Post-stroke care delivery may be affected by provider participation in Medicare Shared Savings Program (MSSP) Accountable Care Organizations (ACOs) through systematic changes to discharge planning, care coordination, and transitional care.
To evaluate the association of MSSP with patient outcomes in the year following hospitalization for ischemic stroke.
Get With The Guidelines (GWTG)–Stroke (2010–2014)
Hospitalizations for mild to moderate incident ischemic stroke were linked with Medicare claims for fee-for-service beneficiaries ≥ 65 years (N = 251,605).
Outcomes included discharge to home, 30-day all-cause readmission, length of index hospital stay, days in the community (home-time) at 1 year, and 1-year recurrent stroke and mortality. A difference-in-differences design was used to compare outcomes before and after hospital MSSP implementation for patients (1) discharged from hospitals that chose to participate versus not participate in MSSP or (2) assigned to an MSSP ACO versus not or both. Unique estimates for 2013 and 2014 ACOs were generated.
For hospitals joining MSSP in 2013 or 2014, the probability of discharge to home decreased by 2.57 (95% confidence intervals (CI) = − 4.43, − 0.71) percentage points (pp) and 1.84 pp (CI = − 3.31, − 0.37), respectively, among beneficiaries not assigned to an MSSP ACO. Among discharges from hospitals joining MSSP in 2013, beneficiary ACO alignment versus not was associated with increased home discharge, reduced length of stay, and increased home-time. For patients discharged from hospitals joining MSSP in 2014, ACO alignment was not associated with changes in utilization. No association between MSSP and recurrent stroke or mortality was observed.
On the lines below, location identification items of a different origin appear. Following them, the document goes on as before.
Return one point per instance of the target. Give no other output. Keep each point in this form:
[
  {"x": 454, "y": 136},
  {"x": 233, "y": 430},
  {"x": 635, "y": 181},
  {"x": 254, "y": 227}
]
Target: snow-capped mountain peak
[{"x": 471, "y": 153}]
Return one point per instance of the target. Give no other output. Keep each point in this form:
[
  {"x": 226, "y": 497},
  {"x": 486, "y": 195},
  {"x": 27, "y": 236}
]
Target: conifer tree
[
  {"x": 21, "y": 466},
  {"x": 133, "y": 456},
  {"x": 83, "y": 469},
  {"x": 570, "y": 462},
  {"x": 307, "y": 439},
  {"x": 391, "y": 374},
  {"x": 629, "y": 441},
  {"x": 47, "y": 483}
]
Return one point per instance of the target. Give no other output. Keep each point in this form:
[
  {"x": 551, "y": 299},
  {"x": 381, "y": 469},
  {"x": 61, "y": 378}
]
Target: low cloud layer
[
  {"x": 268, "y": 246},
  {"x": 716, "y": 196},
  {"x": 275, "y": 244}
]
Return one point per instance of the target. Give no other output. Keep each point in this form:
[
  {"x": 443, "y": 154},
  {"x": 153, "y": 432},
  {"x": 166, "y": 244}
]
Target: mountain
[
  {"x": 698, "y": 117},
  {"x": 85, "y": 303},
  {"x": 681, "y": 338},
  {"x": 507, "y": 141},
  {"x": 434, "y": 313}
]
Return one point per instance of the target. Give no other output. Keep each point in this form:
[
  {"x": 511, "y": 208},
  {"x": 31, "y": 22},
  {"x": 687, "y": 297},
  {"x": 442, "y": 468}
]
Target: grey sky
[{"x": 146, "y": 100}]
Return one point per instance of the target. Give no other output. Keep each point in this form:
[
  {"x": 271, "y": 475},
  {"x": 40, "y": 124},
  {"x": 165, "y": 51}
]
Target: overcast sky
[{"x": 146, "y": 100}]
Among patients with mild to moderate ischemic stroke, meaningful reductions in acute care utilization were observed only for ACO-aligned beneficiaries who were also discharged from a hospital initiating MSSP in 2013. Only 1 year of data was available for the 2014 MSSP cohort, and these early results suggest further study is warranted.
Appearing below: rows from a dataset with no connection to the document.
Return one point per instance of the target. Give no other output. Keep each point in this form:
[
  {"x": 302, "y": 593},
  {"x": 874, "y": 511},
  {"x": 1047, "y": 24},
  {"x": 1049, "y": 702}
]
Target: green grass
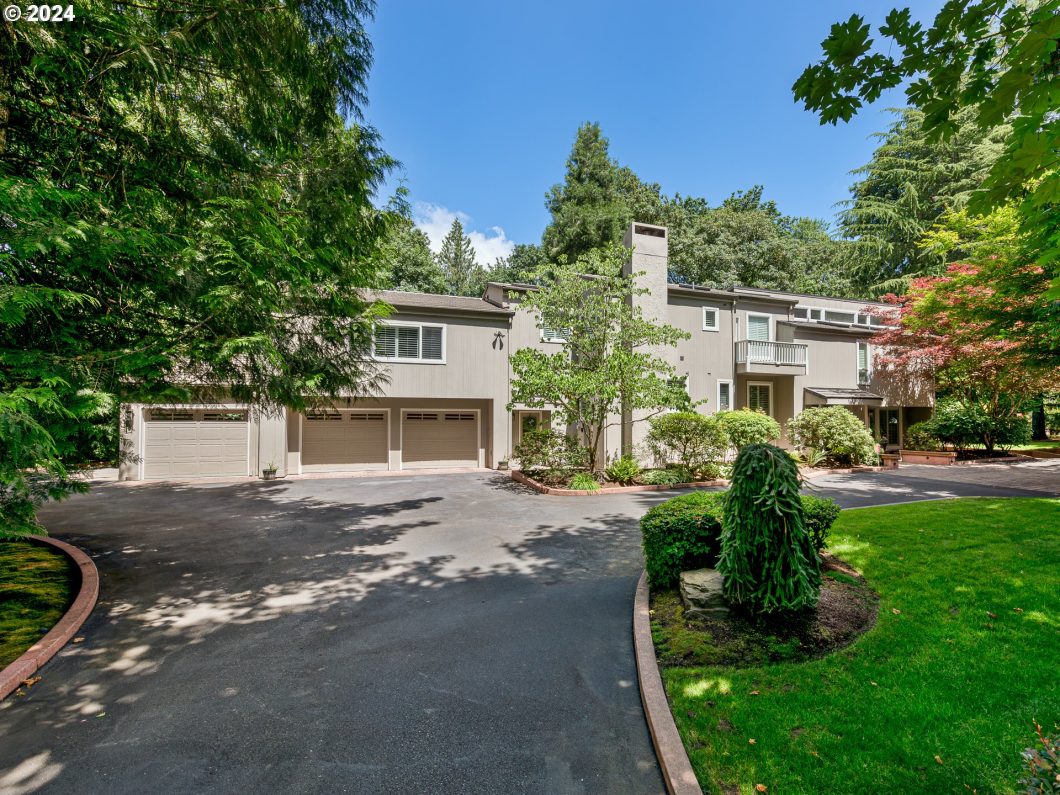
[
  {"x": 36, "y": 587},
  {"x": 963, "y": 659}
]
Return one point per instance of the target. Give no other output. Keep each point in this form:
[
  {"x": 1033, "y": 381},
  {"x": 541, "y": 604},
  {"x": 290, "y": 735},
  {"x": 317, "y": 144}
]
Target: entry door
[{"x": 889, "y": 425}]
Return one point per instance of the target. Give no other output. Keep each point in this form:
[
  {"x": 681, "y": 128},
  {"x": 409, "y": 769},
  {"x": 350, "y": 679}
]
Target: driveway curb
[
  {"x": 34, "y": 657},
  {"x": 518, "y": 477},
  {"x": 676, "y": 770}
]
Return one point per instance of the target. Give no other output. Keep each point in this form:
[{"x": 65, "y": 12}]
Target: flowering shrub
[
  {"x": 745, "y": 427},
  {"x": 694, "y": 441}
]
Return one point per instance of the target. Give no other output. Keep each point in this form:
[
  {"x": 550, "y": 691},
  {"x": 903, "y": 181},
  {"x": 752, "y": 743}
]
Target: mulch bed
[{"x": 847, "y": 608}]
Since 2010, at least 900 Accountable Care Organizations (ACOs) have formed over 1300 payment contracts with public and commercial payers; Medicare accounted for 563 of those contracts in 2017.1,2,3 ACO contracts aim to align economic incentives with coordination of care, population health management, and care management programs.4,5,6,7 The Centers for Medicare and Medicaid Services (CMS) implemented the Medicare Shared Savings Program (MSSP) to allow provider groups to retain a portion of the savings (or losses for the few ACOs participating in risk-bearing tracks) generated by the coordination of care for Medicare fee-for-service (FFS) beneficiaries, within the FFS reimbursement structure. These contract incentives are expected to shift ACO care from high-cost inpatient settings to home and outpatient settings. However, little is known about the impact of participation on post-discharge inpatient use following ischemic stroke for elderly Medicare beneficiaries.
At a cost of $30 billion annually, health services use remains high over the year following hospitalization for ischemic stroke, and post-acute care is typically provided in skilled nursing facilities (SNFs), inpatient rehabilitation facilities (IRFs), home health agencies, and/or outpatient rehabilitation settings.8, 9 One in five Medicare ischemic stroke patients is readmitted within 30 days, with higher rates among patients with multiple chronic conditions.9, 10 Post-stroke care delivery may be impacted by ACO strategies including discharge planning, care management, and transitions of care to reduce preventable rehospitalization.11,12,13,14,15,16,17,18,19 In addition, care management programs may improve anticoagulant persistence and adherence impacting long term clinical outcomes (e.g., recurrent stroke, mortality). However, it remains unknown whether hospital participation in ACO MSSP reduces resource utilization and improves longitudinal outcomes in ischemic stroke. Our objective was to evaluate the association of hospital MSSP participation and beneficiary MSSP assignment with health services use and clinical outcomes in the year following hospitalization for mild to moderate ischemic stroke.
Our study used hospitalization data from the national registry Get With The Guidelines–Stroke (GWTG–Stroke) linked to Medicare FFS claims files in an observational, difference-in-differences study design. This study compared 1-year outcomes among (1) patients with incident mild or moderate ischemic stroke presenting at a hospital participating in an MSSP ACO contract (referred to as MSSP hospital) or assigned to an MSSP ACO by CMS (referred to as ACO-aligned) and (2) ischemic stroke patients with neither MSSP exposure.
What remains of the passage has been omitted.